(Québec) Les allégations d’agression sexuelle contre le plus haut dirigeant de l’Église catholique au Canada ont eu un écho jusqu’au Vatican. Le pape François vient de charger un juge à la retraite d’enquêter sur les allégations qui visent le cardinal Gérald Cyprien Lacroix.

L’ancien magistrat de la Cour supérieure André Denis s’est vu confier ce mandat le 8 février dernier dans une lettre signée du pape lui-même. Il devra produire un rapport. Mais sa tâche s’annonce ardue alors que la plaignante – dont l’identité n’est pas connue du public – n’entend pas collaborer à l’enquête papale.

« Je compte faire mon travail dans le respect des personnes tout en assurant la confidentialité des propos qui pourraient m’être rapportés », a assuré M. Denis dans un courriel à La Presse. Il a refusé pour l’instant d’accorder une entrevue.

Rappelons que le nom du cardinal Lacroix est apparu le 25 janvier dans une importante action collective qui vise plusieurs institutions catholiques, dont le diocèse de Québec.

Le cardinal Lacroix est visé par des allégations d’attouchements sur une fille de 17 ans, qui n’ont pas encore subi l’épreuve des tribunaux. Le document déposé à la cour précise que les agressions alléguées se seraient produites en 1987 et en 1988 à Québec.

Le cardinal Lacroix a « nié catégoriquement » ces accusations. « Jamais, à ma connaissance, je n’ai posé de gestes inappropriés envers qui que ce soit, qu’il s’agisse de personnes mineures ou adultes », a assuré le primat de l’Église catholique du Canada dans une vidéo de six minutes.

Le mandat de l’ex-juge est « de dire au pape si, compte tenu de l’enquête, les faits allégués sont suffisamment crédibles et imputables […] pour justifier l’ouverture d’un procès canonique », peut-on lire dans une lettre envoyée par M. Denis aux avocats de l’action collective et du diocèse de Québec.

La plaignante ne participera pas à l’enquête

La plaignante, qui s’est ajoutée à l’action collective, était très impliquée dans l’Église catholique, avait expliqué en janvier l’avocat qui pilote le dossier, Me Alain Arsenault.

« Ses parents étaient des personnes très croyantes. Les évènements se sont produits lors de rencontres bibliques que M. Lacroix animait. Il l’a amenée dans un autre local et lui aurait dit de ne pas en parler à sa mère, car ça la tuerait. Elle a attendu la mort de sa mère avant de nous contacter », avait alors expliqué Me Arsenault à La Presse.

L’importante action collective comptait aux dernières nouvelles 147 membres.

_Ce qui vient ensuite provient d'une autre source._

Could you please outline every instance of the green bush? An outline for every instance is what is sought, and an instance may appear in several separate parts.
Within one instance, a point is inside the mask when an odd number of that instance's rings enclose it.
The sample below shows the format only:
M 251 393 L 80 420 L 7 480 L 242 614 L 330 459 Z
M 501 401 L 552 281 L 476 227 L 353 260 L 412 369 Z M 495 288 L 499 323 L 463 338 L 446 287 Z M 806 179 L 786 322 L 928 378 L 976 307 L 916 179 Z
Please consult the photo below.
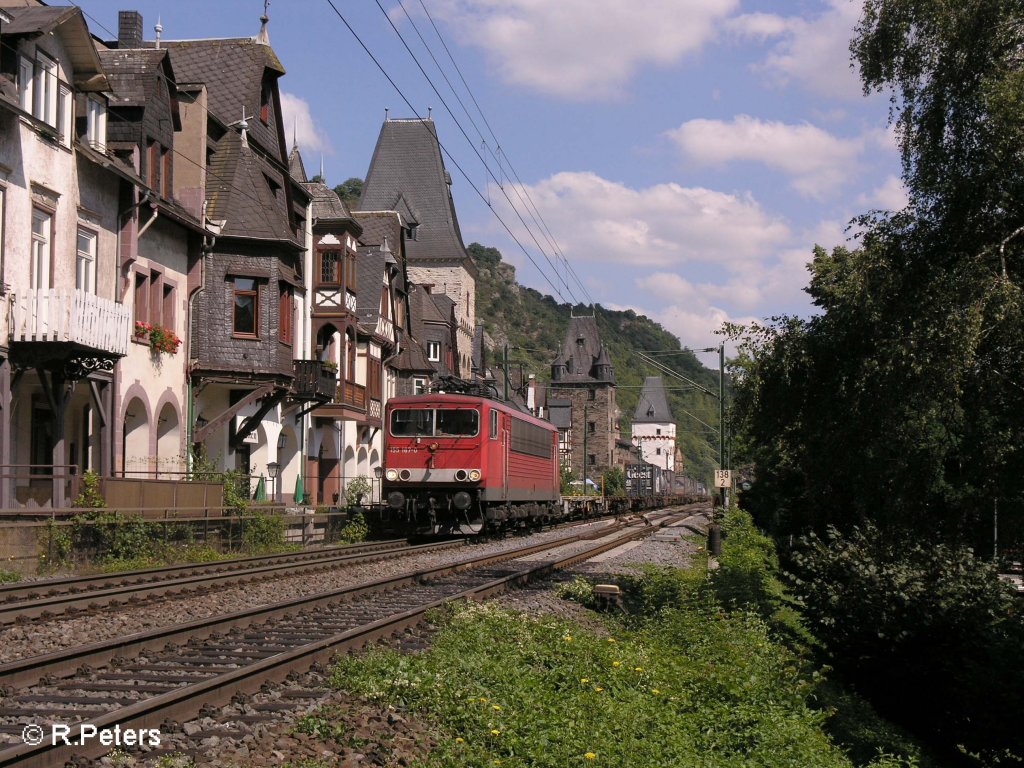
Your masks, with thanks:
M 603 475 L 605 496 L 624 496 L 626 493 L 626 474 L 622 467 L 606 469 Z
M 370 495 L 372 489 L 373 486 L 370 484 L 370 478 L 365 475 L 353 477 L 345 486 L 346 504 L 349 508 L 358 507 L 363 503 L 363 499 Z
M 1024 757 L 1024 619 L 990 562 L 872 525 L 810 536 L 792 560 L 812 631 L 883 713 L 982 763 Z
M 16 581 L 21 581 L 20 573 L 0 568 L 0 584 L 13 584 Z
M 338 531 L 337 540 L 342 544 L 357 544 L 360 541 L 366 541 L 366 536 L 369 532 L 370 529 L 366 525 L 366 518 L 363 516 L 363 513 L 356 512 L 345 523 L 345 526 Z
M 242 516 L 242 550 L 251 554 L 279 550 L 285 546 L 284 530 L 281 515 L 248 512 Z

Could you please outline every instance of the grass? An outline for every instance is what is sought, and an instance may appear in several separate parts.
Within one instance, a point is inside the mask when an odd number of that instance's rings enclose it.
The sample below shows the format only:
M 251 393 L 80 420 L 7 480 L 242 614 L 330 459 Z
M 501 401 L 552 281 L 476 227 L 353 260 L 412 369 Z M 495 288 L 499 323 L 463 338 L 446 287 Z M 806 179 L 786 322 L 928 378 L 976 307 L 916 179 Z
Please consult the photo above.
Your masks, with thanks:
M 21 574 L 17 571 L 8 571 L 6 568 L 0 568 L 0 584 L 13 584 L 16 581 L 21 581 Z
M 814 667 L 749 518 L 727 542 L 712 575 L 698 557 L 624 579 L 630 613 L 604 617 L 607 632 L 459 605 L 436 617 L 429 651 L 374 648 L 332 681 L 429 723 L 423 768 L 918 765 L 913 743 Z M 592 600 L 581 578 L 562 594 Z

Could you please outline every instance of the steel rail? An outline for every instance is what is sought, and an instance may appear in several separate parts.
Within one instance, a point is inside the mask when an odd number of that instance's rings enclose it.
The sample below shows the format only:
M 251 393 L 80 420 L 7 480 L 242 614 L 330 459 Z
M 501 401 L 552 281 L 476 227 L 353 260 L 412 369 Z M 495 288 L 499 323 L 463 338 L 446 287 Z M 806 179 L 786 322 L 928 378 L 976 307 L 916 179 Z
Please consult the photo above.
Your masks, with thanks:
M 511 586 L 524 584 L 533 578 L 546 576 L 559 568 L 569 567 L 598 554 L 622 546 L 628 541 L 648 535 L 658 529 L 658 525 L 632 526 L 626 533 L 609 537 L 609 532 L 620 531 L 624 526 L 604 529 L 598 533 L 588 532 L 557 541 L 535 544 L 521 549 L 485 555 L 458 563 L 441 566 L 425 571 L 402 574 L 389 579 L 366 582 L 353 587 L 320 593 L 306 598 L 288 600 L 273 606 L 260 609 L 240 611 L 228 616 L 190 622 L 188 624 L 168 627 L 154 632 L 139 633 L 121 640 L 95 643 L 89 646 L 70 649 L 69 651 L 34 657 L 11 664 L 0 666 L 0 681 L 5 686 L 27 686 L 38 682 L 44 676 L 68 676 L 79 665 L 98 666 L 115 657 L 139 654 L 147 648 L 162 647 L 176 640 L 193 637 L 208 637 L 226 629 L 250 626 L 259 621 L 266 621 L 276 616 L 284 616 L 298 610 L 310 610 L 315 606 L 336 604 L 350 601 L 352 597 L 369 592 L 381 592 L 397 589 L 402 586 L 421 584 L 436 580 L 443 576 L 481 568 L 486 565 L 526 557 L 548 549 L 556 549 L 569 543 L 588 539 L 604 538 L 594 547 L 576 552 L 552 561 L 536 565 L 526 565 L 516 573 L 502 578 L 476 585 L 454 595 L 430 600 L 423 605 L 399 611 L 386 618 L 371 621 L 365 625 L 348 629 L 327 638 L 321 638 L 296 648 L 276 653 L 253 663 L 222 672 L 200 682 L 186 684 L 177 689 L 160 693 L 125 707 L 114 709 L 90 720 L 79 722 L 71 727 L 69 741 L 73 745 L 80 739 L 83 726 L 95 727 L 98 730 L 113 728 L 119 725 L 122 729 L 154 728 L 169 720 L 184 721 L 194 717 L 204 705 L 223 706 L 233 696 L 241 693 L 252 693 L 267 681 L 283 680 L 290 671 L 297 667 L 308 668 L 314 662 L 327 661 L 340 650 L 359 647 L 367 642 L 388 636 L 406 627 L 422 621 L 427 611 L 450 603 L 454 600 L 482 600 L 497 594 Z M 102 700 L 98 700 L 100 703 Z M 109 751 L 109 747 L 93 743 L 85 746 L 53 746 L 49 743 L 39 745 L 21 744 L 0 751 L 0 766 L 33 766 L 49 768 L 62 766 L 65 761 L 76 755 L 97 757 Z
M 4 602 L 13 603 L 18 600 L 37 600 L 53 597 L 58 594 L 85 592 L 106 587 L 131 584 L 144 581 L 155 581 L 162 578 L 174 578 L 178 575 L 199 573 L 218 573 L 238 570 L 257 565 L 270 565 L 276 562 L 316 560 L 343 553 L 377 551 L 405 546 L 405 539 L 388 539 L 382 541 L 362 542 L 338 547 L 322 549 L 306 549 L 296 552 L 280 552 L 273 555 L 251 555 L 249 557 L 225 558 L 209 563 L 180 563 L 178 565 L 161 565 L 154 568 L 140 568 L 117 573 L 92 574 L 87 576 L 68 576 L 59 579 L 40 579 L 30 582 L 14 582 L 0 585 L 0 605 Z
M 461 540 L 454 540 L 394 547 L 391 549 L 372 549 L 370 551 L 342 553 L 333 557 L 300 560 L 299 562 L 278 561 L 269 565 L 260 565 L 252 568 L 202 573 L 152 583 L 135 582 L 84 593 L 56 595 L 54 597 L 12 603 L 10 605 L 0 604 L 0 626 L 34 618 L 52 618 L 73 611 L 96 610 L 104 606 L 121 605 L 128 602 L 136 603 L 153 597 L 179 594 L 204 587 L 244 584 L 251 581 L 270 579 L 279 575 L 291 576 L 303 571 L 317 571 L 337 568 L 342 565 L 352 565 L 379 559 L 382 556 L 415 555 L 439 549 L 452 549 L 464 546 L 464 544 L 465 542 Z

Ces personnes ont jusqu’à maintenant dénoncé de présumées agressions par plus d’une centaine de prêtres ou membres du personnel du diocèse de Québec. Les agressions sexuelles auraient été commises entre 1942 et 2018.

Dans une lettre, le juge à la retraite a informé Me Arsenault du mandat que lui a donné le pape François et a demandé si la plaignante souhaitait collaborer à l’enquête. Me Arsenault a décliné.

« Une enquête préliminaire menée par l’Église et, éventuellement, un procès canonique n’ont que peu de crédibilité et d’indépendance », indique Me Arsenault dans une lettre datée du 1er mars, en réponse à des demandes de précision d’André Denis.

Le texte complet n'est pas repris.